Chemotaxis of sea urchin sperm cells through deep reinforcement learning
By imitating biological microswimmers, microrobots can be designed to accomplish targeted delivery of cargos and biomedical manipulations at microscale. However, it is still a great challenge to enable microrobots to maneuver in a complex environment. Machine learning algorithms offer a tool to boost mobility and flexibility of a synthetic microswimmer, hence could help us design truly smart microrobots. In this work, we investigate how a model of sea urchin sperm cell can self-learn chemotactic motion in a chemoattractant concentration field. We employ an artificial neural network to act as a decision-making agent and facilitate the sperm cell to discover efficient maneuver strategies through a deep reinforcement learning (DRL) algorithm.
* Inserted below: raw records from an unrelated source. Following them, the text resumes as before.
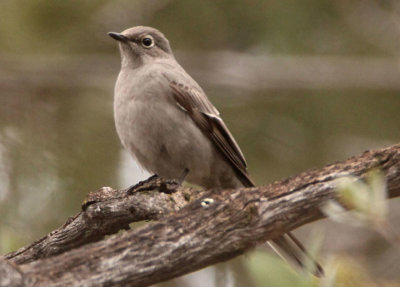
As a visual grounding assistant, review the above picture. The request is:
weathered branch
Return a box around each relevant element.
[0,145,400,286]
[5,178,206,264]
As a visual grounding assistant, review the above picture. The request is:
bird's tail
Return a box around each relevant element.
[238,172,324,277]
[268,232,324,277]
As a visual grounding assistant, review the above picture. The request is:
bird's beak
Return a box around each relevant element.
[108,32,128,42]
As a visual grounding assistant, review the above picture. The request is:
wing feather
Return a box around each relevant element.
[169,81,254,189]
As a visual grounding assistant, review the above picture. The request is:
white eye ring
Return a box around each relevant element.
[140,35,154,49]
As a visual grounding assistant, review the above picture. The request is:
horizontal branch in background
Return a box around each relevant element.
[0,145,400,286]
[0,51,400,92]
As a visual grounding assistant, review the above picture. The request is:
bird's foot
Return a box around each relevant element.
[126,174,160,194]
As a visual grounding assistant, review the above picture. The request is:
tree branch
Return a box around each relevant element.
[0,145,400,286]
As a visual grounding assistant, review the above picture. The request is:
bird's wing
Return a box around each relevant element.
[169,81,254,186]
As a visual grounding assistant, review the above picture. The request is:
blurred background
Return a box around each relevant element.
[0,0,400,286]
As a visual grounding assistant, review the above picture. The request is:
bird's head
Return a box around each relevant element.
[108,26,173,66]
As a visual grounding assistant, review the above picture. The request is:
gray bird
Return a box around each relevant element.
[108,26,322,274]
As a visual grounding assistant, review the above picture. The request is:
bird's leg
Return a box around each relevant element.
[126,174,159,194]
[178,167,189,185]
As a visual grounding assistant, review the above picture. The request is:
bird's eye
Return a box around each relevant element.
[142,36,154,48]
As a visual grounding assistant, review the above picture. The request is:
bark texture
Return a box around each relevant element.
[0,145,400,286]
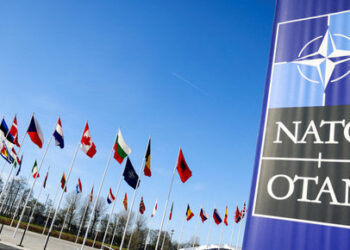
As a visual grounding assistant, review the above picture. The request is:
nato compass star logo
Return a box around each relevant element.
[268,12,350,108]
[294,30,350,105]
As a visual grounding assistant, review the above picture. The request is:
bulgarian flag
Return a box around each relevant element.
[32,161,40,179]
[113,129,131,164]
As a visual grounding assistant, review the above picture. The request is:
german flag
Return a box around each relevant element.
[143,138,152,177]
[123,193,128,211]
[186,204,194,221]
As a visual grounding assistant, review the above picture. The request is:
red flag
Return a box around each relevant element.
[10,116,20,147]
[176,148,192,183]
[80,122,96,158]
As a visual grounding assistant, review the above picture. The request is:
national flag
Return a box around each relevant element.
[186,204,194,221]
[16,154,23,176]
[123,193,128,211]
[176,148,192,183]
[151,200,158,217]
[241,202,246,219]
[224,206,228,226]
[0,141,13,163]
[10,116,20,147]
[80,122,96,158]
[43,170,49,188]
[199,208,208,223]
[169,202,174,220]
[213,208,222,225]
[27,115,44,148]
[143,138,152,177]
[90,186,94,202]
[53,117,64,148]
[139,196,146,214]
[113,129,131,164]
[32,161,40,179]
[76,178,83,194]
[235,206,242,223]
[123,157,140,189]
[61,172,67,192]
[107,188,115,204]
[0,118,14,146]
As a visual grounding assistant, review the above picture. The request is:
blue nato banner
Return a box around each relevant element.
[243,0,350,250]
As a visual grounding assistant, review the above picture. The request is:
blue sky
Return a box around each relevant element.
[0,0,274,246]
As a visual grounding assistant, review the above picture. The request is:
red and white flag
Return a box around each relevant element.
[80,122,96,158]
[10,116,20,147]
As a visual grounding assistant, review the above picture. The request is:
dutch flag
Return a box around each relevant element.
[107,188,115,204]
[53,117,64,148]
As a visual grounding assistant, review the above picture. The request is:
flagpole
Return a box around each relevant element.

Our results show that chemotactic behaviours, very similar to the realistic ones, can be achieved by the DRL utilizing only limited environmental information. In most cases, the DRL algorithm discovers more efficient strategies than the human-devised one. Furthermore, the DRL can even utilize an external disturbance to facilitate the chemotactic motion if the extra flow information is also taken into account by the artificial neural network. Our results provide insights to the chemotactic process of sea urchin sperm cells and also prepare guidance for the intelligent maneuver of microrobots.